The invention of Robert Fulton’s steamboat in 1807 is one of the defining moments in American history, which held ramifications for many states, Arkansas included.
A current online exhibit exploring the steamboat’s influence on Arkansas culminates with a day-long educational symposium set for Nov. 5 at the Arkansas Studies Institute building. The event is free and open to the public.
The exhibit and symposium, “As much as the water: How steamboats shaped Arkansas”, are projects hosted by the University of Arkansas at Little Rock Center for Arkansas History and Culture (CAHC) in partnership with the Arts & Science Center for Southeast Arkansas.
Among the featured symposium panelists are former U.S. Congressman Vic Snyder, who is serving on a panel discussing maritime policy and technology, as well as UALR History Professor Carl Moneyhon, who is contributing to the discussion on the transportation roles of steamboats.
Other scheduled guests include documentary film producer Mike Marshall, who will contribute to the discussion of the explosion of the Sultana, near Marion, Ark., in 1865.
The explosion killed 1,800 people, surpassing the death toll of the Titanic by 300, earning its spot among the worst maritime disasters in U.S. history. Most Americans weren’t aware of the disaster because the media’s attention was on the April 14 assassination of President Lincoln and the manhunt for his killer.
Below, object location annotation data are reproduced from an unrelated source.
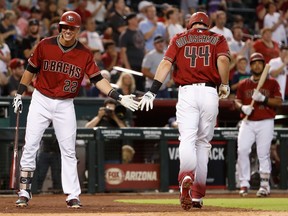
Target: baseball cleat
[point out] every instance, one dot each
(197, 203)
(243, 191)
(263, 192)
(22, 202)
(185, 193)
(73, 203)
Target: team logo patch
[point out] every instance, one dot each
(70, 19)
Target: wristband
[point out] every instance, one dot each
(21, 89)
(155, 86)
(114, 94)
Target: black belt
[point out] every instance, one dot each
(201, 84)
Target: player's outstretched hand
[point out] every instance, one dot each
(147, 100)
(17, 103)
(258, 96)
(224, 91)
(129, 102)
(247, 109)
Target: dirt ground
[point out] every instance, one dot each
(104, 205)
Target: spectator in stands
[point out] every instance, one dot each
(173, 25)
(110, 115)
(30, 42)
(238, 47)
(150, 64)
(128, 153)
(9, 33)
(240, 73)
(219, 28)
(276, 22)
(98, 11)
(266, 46)
(90, 37)
(82, 11)
(150, 27)
(132, 44)
(117, 21)
(126, 84)
(279, 69)
(16, 66)
(5, 56)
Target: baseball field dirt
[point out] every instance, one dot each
(105, 205)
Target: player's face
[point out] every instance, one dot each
(69, 34)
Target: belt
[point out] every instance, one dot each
(201, 84)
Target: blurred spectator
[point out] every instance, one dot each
(110, 57)
(260, 12)
(150, 27)
(132, 44)
(150, 64)
(279, 69)
(240, 73)
(117, 21)
(16, 66)
(82, 11)
(266, 46)
(127, 154)
(238, 47)
(219, 28)
(276, 22)
(188, 6)
(30, 42)
(141, 9)
(98, 11)
(51, 14)
(173, 25)
(90, 37)
(5, 56)
(9, 33)
(126, 84)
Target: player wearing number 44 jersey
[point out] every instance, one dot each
(59, 64)
(201, 63)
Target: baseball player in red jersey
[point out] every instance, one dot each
(59, 64)
(201, 63)
(259, 126)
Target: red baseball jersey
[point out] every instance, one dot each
(261, 111)
(194, 54)
(61, 71)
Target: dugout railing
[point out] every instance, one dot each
(95, 152)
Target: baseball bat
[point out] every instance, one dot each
(13, 184)
(127, 70)
(260, 83)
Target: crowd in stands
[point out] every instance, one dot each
(134, 35)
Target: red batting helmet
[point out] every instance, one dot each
(198, 17)
(257, 57)
(70, 18)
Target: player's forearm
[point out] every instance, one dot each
(223, 68)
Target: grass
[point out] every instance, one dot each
(272, 204)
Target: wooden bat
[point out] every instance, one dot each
(127, 71)
(260, 83)
(14, 171)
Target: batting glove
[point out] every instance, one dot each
(247, 109)
(147, 100)
(258, 96)
(224, 91)
(129, 102)
(17, 103)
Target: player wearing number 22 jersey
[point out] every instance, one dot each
(201, 62)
Until it was surpassed by the railroad as the primary means of transportation after the Civil War, steamboats were a vital American resource, according to Deborah Baldwin, associate provost of collections and archives.
“The goal of the symposium is to not only educate audiences about the role steamboats played during the Civil War, but to also speak to the wider role of economic, cultural, and historical development along the Mississippi River,” said Baldwin.
The virtual exhibit features historic documents, photographs, and works of art depicting steamboats with the intent of examining the heritage of steamboats and their profound effect on the history and culture of Arkansas.
Embedded within the exhibit are web pages with lesson plans and other educational materials for teachers. The materials are designed to meet requirements of state social studies frameworks.
The Arkansas Humanities Council and the National Endowment for the Humanities awarded the center a $13,876 grant to develop the exhibit and the related educational symposium.